Consumed by greed and sold into slavery by friends
January 8, 2015 § 29 Comments
Much bafflement, real or polemical, is made over St. Thomas Aquinas’ claim that money is “consumed in its use” like apples or wine. This bafflement in turn creates a discursive environment in which many people actually or at least polemically fail to understand the moral prohibition of usury, despite its objective simplicity.
Usury, recall, is charging profitable interest on a mutuum loan. A mutuum loan is a loan of something which is, in St. Thomas’ terminology, consumed in its use: anything which is consumed in its use, not just money. Usury is always morally wrong without exception.
The terminology I use in the Usury FAQ means the same thing: what Aquinas refers to as things which are consumed in their use I refer to as things which are agreed to be returned in kind as opposed to in particular. Particular things actually exist; kinds of things are not particular things which actually exist. The idea of $100 or a bushel of wheat is not itself actually $100 or a bushel of wheat.
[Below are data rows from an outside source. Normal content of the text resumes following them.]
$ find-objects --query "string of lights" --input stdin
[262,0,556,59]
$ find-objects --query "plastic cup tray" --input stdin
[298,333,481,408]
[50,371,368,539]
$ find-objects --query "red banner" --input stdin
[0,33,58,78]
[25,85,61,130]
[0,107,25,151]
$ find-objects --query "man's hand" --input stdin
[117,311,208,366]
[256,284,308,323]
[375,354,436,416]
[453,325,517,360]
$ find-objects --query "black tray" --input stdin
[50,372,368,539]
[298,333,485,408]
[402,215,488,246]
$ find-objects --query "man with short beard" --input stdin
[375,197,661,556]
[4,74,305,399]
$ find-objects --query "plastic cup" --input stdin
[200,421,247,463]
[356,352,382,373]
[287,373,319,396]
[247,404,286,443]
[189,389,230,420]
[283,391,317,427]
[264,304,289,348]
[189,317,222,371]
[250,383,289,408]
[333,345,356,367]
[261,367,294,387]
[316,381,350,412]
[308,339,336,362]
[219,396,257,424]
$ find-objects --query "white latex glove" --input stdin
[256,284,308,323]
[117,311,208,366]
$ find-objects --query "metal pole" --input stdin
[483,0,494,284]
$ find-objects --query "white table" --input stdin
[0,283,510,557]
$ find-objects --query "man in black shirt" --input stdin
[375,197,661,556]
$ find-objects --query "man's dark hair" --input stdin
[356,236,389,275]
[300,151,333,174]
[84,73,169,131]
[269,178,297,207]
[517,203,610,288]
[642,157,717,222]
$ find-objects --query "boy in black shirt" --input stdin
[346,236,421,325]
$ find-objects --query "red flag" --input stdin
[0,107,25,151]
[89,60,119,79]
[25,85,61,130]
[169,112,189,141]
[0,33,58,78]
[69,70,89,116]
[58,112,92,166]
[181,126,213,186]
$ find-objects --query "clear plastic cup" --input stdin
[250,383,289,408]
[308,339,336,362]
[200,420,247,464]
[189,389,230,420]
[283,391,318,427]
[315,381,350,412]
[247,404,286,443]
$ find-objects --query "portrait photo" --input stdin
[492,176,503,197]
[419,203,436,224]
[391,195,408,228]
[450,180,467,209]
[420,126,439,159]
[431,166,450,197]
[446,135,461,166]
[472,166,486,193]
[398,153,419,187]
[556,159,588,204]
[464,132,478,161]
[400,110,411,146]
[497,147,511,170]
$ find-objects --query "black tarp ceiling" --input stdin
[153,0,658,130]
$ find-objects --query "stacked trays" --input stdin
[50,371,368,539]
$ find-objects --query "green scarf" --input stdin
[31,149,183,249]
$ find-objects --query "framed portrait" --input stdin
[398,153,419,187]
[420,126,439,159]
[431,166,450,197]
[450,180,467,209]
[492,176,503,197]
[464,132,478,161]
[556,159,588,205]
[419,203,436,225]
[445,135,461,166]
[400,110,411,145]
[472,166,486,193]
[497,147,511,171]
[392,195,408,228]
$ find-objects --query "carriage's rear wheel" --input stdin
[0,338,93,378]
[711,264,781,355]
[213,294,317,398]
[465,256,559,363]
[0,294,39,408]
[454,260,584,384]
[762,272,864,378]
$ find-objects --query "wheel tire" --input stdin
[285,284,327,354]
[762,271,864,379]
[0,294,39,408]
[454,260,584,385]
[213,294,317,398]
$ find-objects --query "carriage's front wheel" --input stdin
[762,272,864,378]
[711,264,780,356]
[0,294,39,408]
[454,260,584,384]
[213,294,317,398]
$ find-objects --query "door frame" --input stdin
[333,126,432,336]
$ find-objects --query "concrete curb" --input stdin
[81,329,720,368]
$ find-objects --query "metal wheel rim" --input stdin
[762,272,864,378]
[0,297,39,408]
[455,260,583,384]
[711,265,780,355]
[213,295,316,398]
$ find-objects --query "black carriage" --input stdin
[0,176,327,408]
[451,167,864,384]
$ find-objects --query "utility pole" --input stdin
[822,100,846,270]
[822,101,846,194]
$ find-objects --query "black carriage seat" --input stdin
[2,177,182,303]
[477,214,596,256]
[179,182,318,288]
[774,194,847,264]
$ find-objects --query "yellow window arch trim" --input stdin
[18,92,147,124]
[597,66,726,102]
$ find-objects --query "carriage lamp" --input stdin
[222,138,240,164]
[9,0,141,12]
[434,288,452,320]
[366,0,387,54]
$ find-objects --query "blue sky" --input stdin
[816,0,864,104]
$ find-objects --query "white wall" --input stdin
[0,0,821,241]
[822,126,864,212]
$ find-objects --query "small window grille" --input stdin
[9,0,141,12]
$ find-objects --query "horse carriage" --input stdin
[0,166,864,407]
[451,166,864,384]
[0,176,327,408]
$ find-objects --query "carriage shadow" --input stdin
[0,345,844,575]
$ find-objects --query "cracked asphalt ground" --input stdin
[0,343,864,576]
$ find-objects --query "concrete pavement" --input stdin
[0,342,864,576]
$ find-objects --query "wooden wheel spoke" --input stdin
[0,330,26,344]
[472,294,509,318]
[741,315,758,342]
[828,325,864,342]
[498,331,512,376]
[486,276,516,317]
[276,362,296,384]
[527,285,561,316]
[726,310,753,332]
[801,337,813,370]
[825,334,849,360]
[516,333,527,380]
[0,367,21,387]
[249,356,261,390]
The reason that what is loaned under a mutuum (which is only morally licit as a gratuitous act of friendship or charity) must be returned in kind, as opposed to in particular, is that what was originally loaned in particular has been consumed in the pertinent sense. In a mutuum it was loaned for the very purpose of consumption in the pertinent sense (otherwise it is not a mutuum). What was originally loaned is consumed by the borrower, used up and departed from his estate, and must be replaced by something else – something else of that kind, but not that particular thing, which is gone – in order to repay the loan. The fact that the mutuum borrower does not possess the actual thing that he owes back to the lender demonstrates that any rent charged (interest) is rent charged for no thing, nothing.
In a non-mutuum contract, the borrower (recipient of investment funds) always does possess everything – every actual thing – that the lender (investor) is owed, by definition. The non recourse home mortgage borrower really does possess the actual house, and if he stops making payments the non recourse lender can exercise his foreclosure rights and claim his agreed share of the actual property.
Because a mutuum loan terminates by definition in the borrower’s personal guarantee to repay the principal in kind, that personal guarantee – which is not itself a piece of property which can be bought and sold independent of particular persons – is no actual thing but is, unless reciprocated under purely gratuitous terms of friendship, just a piecemeal enslavement of the borrower.
So in a financial transaction X is consumed, in Aquinas’ terminology, whenever the borrower either literally consumes it himself or exchanges it for something else. The point is that the original actually lent things are gone from both the borrower’s and the lender’s possession; and that is all that matters for the rest of the usury doctrine to follow. The borrower may (or may not) now possess whatever was purchased with the loan proceeds, but the money itself is no longer in the possession of either party. Unless the lender’s contractual rights terminate in something named and specific that the borrower actually does possess, any “rent” he attempts to charge in the form of interest is, literally, a rent payment for nothing.
What the mutuum borrower owes back to the lender is by definition not a specific thing: it is no thing, nothing.
And it is intrinsically immoral to charge rent – interest – for what is literally nothing.
Those who disagree, who think that the idea of a house is as real as an actual house, are welcome to rent one of my imaginary houses. You can send the rent to the Little Sisters of the Poor.